Discussing preclinical proof-of-concept, López-López said ProQR used a humanized model incorporating primary human hepatocytes carrying the homozygous variant. In the comparison presented, an antisense oligonucleotide (ASO) knockdown approach achieved ~90% PNPLA3 mRNA knockdown and a 36% reduction in lipid droplets, while AX-2911 achieved 23% RNA editing with an approximately 80% reduction in lipid droplets. Platenburg said ProQR believes correcting the mutation to restore a functional protein is a key differentiator versus knockdown.
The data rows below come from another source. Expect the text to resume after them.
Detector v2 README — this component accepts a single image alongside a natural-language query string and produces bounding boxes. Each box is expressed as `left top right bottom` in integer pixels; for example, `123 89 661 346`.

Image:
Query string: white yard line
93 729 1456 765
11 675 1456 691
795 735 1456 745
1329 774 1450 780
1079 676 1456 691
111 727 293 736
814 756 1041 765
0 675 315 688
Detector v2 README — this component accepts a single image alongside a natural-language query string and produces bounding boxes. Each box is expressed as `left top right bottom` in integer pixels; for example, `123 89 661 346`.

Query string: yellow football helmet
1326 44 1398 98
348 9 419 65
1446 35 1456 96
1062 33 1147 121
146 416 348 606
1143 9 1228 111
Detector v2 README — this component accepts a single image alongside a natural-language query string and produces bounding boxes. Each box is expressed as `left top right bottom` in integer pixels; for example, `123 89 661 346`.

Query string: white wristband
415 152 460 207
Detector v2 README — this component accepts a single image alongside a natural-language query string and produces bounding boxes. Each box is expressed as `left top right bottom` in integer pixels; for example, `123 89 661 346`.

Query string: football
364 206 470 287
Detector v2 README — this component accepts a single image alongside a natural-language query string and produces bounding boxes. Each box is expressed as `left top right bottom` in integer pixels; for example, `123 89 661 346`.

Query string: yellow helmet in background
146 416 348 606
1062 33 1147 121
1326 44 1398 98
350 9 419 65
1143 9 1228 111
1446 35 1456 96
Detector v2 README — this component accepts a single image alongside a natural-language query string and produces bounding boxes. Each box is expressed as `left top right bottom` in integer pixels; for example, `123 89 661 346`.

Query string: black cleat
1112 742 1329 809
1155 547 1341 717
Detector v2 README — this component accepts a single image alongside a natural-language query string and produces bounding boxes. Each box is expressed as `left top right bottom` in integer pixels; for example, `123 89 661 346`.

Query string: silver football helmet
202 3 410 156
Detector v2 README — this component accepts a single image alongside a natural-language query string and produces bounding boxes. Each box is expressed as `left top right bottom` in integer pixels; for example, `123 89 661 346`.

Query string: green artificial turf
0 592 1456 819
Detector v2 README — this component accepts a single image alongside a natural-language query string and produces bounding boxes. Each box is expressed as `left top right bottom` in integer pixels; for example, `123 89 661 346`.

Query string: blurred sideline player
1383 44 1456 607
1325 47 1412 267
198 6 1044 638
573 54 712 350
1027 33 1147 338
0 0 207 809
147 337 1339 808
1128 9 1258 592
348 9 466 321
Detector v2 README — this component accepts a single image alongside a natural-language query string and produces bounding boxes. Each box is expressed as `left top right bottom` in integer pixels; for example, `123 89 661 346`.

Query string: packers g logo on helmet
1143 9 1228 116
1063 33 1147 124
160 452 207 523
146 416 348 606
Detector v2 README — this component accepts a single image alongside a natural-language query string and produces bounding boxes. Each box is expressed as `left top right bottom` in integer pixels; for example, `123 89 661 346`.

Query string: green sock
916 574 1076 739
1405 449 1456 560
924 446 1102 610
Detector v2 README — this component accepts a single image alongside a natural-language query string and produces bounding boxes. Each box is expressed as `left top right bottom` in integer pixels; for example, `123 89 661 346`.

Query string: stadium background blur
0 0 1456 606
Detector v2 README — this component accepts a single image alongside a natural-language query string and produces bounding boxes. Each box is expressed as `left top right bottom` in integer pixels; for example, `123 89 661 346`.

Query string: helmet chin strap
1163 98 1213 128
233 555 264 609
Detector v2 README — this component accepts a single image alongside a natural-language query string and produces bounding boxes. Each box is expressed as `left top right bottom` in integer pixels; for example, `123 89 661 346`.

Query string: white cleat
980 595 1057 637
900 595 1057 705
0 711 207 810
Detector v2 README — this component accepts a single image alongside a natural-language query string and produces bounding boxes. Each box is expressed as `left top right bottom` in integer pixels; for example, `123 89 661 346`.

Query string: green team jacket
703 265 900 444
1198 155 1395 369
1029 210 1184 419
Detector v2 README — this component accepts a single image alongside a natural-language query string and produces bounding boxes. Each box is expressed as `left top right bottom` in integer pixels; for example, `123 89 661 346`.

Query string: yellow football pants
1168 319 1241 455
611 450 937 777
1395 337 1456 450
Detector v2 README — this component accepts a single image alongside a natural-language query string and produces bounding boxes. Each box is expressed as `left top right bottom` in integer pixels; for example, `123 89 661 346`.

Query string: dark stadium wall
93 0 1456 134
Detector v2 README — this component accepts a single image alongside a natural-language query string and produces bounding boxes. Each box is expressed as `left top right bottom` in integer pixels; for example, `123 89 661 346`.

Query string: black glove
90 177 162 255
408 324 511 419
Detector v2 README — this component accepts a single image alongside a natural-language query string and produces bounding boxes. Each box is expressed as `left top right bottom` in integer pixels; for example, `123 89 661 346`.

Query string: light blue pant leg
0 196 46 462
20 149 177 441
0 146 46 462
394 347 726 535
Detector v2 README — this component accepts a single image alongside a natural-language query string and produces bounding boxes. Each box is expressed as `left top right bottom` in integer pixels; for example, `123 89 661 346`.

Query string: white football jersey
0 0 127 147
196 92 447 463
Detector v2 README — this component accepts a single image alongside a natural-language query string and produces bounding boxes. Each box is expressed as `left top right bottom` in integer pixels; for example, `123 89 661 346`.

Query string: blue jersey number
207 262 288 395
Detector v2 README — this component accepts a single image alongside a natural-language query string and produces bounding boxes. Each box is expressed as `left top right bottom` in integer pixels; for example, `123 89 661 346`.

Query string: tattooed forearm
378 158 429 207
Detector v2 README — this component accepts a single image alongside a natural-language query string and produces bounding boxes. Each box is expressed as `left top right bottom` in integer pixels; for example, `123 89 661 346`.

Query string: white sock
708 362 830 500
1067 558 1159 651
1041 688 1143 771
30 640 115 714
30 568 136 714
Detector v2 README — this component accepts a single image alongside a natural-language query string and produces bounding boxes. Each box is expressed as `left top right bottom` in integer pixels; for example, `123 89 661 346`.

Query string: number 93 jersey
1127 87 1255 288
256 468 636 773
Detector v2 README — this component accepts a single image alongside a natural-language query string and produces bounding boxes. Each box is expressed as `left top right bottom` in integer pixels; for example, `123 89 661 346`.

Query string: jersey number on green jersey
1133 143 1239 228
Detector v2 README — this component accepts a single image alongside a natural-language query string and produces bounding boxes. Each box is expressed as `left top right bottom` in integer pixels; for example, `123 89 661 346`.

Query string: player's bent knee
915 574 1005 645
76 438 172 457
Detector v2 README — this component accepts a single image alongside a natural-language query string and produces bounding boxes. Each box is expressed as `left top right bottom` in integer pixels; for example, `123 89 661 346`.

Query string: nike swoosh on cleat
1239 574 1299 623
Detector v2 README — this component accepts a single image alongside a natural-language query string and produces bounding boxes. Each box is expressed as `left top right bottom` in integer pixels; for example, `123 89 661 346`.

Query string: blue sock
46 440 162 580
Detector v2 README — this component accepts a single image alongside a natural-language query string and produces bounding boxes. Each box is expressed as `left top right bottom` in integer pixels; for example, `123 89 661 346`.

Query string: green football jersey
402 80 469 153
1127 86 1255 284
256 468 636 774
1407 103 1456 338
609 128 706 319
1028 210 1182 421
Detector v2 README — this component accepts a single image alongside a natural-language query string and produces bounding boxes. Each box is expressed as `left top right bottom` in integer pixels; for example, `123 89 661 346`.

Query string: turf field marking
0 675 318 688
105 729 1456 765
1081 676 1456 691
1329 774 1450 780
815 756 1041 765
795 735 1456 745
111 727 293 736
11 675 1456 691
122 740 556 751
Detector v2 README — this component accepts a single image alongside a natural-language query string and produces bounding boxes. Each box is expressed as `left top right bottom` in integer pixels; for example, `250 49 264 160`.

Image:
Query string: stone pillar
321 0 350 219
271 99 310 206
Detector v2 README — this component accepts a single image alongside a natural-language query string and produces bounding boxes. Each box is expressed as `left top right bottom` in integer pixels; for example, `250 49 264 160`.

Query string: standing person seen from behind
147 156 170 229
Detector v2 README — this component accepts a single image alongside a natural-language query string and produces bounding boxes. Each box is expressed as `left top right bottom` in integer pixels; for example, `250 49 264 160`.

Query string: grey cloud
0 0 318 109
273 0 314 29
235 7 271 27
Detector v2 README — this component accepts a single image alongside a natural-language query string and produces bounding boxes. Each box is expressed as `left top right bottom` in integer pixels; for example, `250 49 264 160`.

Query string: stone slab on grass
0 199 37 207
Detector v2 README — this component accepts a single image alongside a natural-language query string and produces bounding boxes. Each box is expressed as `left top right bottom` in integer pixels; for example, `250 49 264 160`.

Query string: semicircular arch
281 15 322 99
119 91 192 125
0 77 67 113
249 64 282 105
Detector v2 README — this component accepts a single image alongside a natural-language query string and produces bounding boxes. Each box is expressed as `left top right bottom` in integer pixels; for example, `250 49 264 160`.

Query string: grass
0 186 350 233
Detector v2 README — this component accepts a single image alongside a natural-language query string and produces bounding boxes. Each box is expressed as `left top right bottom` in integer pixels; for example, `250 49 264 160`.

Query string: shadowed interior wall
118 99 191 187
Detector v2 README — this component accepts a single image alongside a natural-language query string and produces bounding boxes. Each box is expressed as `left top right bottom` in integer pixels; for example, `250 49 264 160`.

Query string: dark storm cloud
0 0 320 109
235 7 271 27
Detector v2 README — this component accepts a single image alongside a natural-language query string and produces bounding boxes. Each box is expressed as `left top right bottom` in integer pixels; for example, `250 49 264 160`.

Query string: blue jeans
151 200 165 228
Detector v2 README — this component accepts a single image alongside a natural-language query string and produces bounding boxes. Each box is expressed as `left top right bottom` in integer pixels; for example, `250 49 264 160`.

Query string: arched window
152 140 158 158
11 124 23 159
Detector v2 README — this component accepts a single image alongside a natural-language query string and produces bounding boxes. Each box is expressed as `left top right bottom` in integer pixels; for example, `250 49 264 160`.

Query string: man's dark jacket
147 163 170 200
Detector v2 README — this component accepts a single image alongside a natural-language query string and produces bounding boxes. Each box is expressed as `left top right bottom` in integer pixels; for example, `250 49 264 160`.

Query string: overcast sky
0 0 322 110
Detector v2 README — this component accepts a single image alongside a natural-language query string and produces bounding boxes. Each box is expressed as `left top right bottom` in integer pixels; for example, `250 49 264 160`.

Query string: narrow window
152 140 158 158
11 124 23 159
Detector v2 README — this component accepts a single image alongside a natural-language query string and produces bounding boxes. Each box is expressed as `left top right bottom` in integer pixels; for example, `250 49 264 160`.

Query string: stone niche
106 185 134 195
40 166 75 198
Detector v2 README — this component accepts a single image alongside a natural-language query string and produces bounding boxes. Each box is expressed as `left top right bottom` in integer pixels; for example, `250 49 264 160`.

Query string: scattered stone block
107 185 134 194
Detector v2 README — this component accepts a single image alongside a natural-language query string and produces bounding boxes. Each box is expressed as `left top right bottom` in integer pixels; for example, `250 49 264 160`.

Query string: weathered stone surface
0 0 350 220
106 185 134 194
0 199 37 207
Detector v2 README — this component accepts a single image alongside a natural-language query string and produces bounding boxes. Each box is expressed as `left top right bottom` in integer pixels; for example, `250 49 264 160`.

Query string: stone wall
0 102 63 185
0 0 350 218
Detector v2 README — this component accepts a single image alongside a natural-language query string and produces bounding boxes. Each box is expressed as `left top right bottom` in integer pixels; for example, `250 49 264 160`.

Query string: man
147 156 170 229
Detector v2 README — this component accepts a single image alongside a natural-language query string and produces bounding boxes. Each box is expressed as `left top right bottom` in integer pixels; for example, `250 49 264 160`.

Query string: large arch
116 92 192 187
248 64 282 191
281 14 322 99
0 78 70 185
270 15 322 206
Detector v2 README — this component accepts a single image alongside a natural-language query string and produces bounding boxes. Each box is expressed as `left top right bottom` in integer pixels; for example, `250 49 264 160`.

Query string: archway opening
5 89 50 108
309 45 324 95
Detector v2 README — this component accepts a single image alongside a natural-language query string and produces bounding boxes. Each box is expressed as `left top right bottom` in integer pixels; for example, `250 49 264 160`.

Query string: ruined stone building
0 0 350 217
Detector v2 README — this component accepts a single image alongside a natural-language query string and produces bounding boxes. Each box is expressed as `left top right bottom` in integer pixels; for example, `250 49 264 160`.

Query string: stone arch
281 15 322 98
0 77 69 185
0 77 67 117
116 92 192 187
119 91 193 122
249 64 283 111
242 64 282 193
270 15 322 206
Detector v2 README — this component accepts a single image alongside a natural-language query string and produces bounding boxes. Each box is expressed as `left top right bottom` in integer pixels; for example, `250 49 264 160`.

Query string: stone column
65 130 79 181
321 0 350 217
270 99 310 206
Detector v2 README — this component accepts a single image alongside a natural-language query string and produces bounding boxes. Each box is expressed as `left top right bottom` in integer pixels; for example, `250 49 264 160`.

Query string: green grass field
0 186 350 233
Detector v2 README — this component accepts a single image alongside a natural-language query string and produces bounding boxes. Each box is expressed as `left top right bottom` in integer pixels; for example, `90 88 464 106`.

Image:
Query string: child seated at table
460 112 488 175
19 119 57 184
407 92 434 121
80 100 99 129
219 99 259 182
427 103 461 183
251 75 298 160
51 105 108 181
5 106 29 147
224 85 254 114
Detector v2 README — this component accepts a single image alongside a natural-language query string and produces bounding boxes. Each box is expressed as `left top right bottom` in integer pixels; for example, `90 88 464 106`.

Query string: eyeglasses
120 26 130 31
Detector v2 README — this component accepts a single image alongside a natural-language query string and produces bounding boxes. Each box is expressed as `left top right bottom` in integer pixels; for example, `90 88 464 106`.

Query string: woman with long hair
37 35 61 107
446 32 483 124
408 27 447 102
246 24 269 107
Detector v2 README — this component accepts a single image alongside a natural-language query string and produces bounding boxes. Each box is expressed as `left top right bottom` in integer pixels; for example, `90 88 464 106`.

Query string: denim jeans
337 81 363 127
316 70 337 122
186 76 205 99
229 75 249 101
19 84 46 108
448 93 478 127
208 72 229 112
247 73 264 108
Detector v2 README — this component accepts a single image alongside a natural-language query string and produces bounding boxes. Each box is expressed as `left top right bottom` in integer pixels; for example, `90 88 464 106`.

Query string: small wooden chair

On development strategy, López-López said ProQR declared a development candidate earlier this year and plans to advance AX-2911 through an investigator-initiated trial (IIT) in China to generate early clinical data while maintaining “capital discipline and flexibility.” She said the study is designed to assess safety, pharmacokinetics, and exploratory biomarkers related to liver fat and disease activity.
In closing remarks, management reiterated expectations for multiple data catalysts within the company’s cash runway, stating it remains funded into “mid-2027,” consistent with prior guidance. De Boer also highlighted platform initiatives, including an AI model built over the last 18 months, a strategic partnership with Ginkgo Bioworks to enable roboticized high-throughput data generation, and the creation of an AI advisory board to support AI and machine learning efforts.
About ProQR Therapeutics (NASDAQ:PRQR)
ProQR Therapeutics N.V. is a clinical-stage biotechnology company dedicated to developing RNA-based therapies for severe genetic diseases. Utilizing its proprietary Axiomer® RNA editing platform, ProQR aims to correct disease-causing mutations directly at the messenger RNA level. The company’s pipeline features several investigational candidates, including sepofarsen (formerly QR-110) for Leber congenital amaurosis type 10, QR-421a targeting Usher syndrome and certain forms of retinitis pigmentosa, and QR-313 for dystrophic epidermolysis bullosa.
Founded in 2012 and headquartered in Leiden, the Netherlands, ProQR maintains a significant presence in Cambridge, Massachusetts, to support its clinical research and regulatory initiatives.